Last week, the Volkswagen group dumped $300 million into Gett, a taxi hailing-cum-ride sharing app that's big outside of the US. Now, the company has revealed that it's pondering a rival to Uber Black by offering private drivers access to its higher-end vehicles. Details are scarce since it's a single line reference in a very long press release, but VW says that it's looking at a "special chauffeur service" that features "premium brands, such as Audi and Porsche." What that looks like in reality is anyone's guess, although the idea of getting ferried around in an Audi RS 7 does have some appeal.
The deal with Gett will concentrate on getting Volkswagen cars into the hands of Gett's drivers with the promise of juicy discounts. For instance, the firm will offer a special package that'll bundle car insurance and servicing with the purchase price, which can be paid by a would-be operator in installments. It's a similar deal to the one that Uber offers would-be drivers, letting them buy cars from manufacturers like Volkswagen, Ford and Toyota at a discount. Uber, however, also lets prospective cabbies rent their vehicle on a monthly basis, thanks to a deal with Enterprise.
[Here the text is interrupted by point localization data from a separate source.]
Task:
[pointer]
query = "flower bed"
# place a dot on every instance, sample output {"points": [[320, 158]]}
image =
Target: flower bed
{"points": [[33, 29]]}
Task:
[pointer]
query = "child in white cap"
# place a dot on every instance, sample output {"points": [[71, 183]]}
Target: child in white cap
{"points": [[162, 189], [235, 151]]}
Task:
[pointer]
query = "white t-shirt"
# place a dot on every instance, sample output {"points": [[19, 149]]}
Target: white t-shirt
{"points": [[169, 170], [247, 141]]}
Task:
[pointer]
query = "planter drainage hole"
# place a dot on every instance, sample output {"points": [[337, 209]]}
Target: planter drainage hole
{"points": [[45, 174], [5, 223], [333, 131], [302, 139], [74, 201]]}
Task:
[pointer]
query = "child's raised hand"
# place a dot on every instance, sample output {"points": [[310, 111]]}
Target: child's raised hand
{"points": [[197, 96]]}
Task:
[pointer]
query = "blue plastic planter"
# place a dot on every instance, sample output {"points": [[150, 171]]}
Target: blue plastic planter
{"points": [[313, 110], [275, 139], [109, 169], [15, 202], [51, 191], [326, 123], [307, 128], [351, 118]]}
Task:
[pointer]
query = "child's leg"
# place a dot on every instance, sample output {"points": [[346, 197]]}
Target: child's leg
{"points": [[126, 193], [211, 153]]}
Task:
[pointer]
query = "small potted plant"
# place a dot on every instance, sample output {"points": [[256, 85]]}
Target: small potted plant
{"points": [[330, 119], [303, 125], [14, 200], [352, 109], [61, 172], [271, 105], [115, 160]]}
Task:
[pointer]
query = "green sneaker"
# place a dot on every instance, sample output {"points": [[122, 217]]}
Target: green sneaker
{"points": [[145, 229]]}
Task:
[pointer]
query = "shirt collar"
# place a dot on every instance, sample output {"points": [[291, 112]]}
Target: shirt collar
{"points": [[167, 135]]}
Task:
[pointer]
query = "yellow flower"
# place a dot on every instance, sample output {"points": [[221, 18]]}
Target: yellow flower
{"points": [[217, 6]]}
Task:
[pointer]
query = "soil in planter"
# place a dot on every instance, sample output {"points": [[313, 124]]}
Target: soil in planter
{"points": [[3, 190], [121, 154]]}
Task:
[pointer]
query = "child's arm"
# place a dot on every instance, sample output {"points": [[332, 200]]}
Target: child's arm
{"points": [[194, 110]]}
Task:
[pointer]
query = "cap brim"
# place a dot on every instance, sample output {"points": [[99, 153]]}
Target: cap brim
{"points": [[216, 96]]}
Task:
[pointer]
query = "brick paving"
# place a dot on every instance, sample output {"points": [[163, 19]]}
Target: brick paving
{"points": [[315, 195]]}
Both of which will likely become more muscular now that Uber has a further $3.5 billion in its back pocket.
The troubling fact for the auto industry is that people will still need cars, but it's likely that they won't need as many as they do right now. On-demand services and self-driving vehicles are, after all, intended to shuttle around cities like an ersatz taxi-cum-metro system rather than sitting in parking lots. The concepts of ownership that we currently hold dear (and the profits that car companies get from them) are likely to fade away in the next, say, fifty years time. As such, conglomerates like VW will have to reinvent themselves as both manufacturer and transport company in one.
But these changes are never easy, especially when the biggest car firms have tons of baggage that slows down their progress. Many are still devoting time and resources to producing thousands of new cars with combustion engines that will be on the roads for years to come. Looming in the shadow, however, is the emissions scandal, with the financial and reputational penalties likely to be felt for years to come. Younger, more nimble rivals without legacy businesses, like Tesla, are working on mass-producing electric cars for mass-market prices. When that happens, the amount of time that the establishment has left may start to run out a lot faster than before.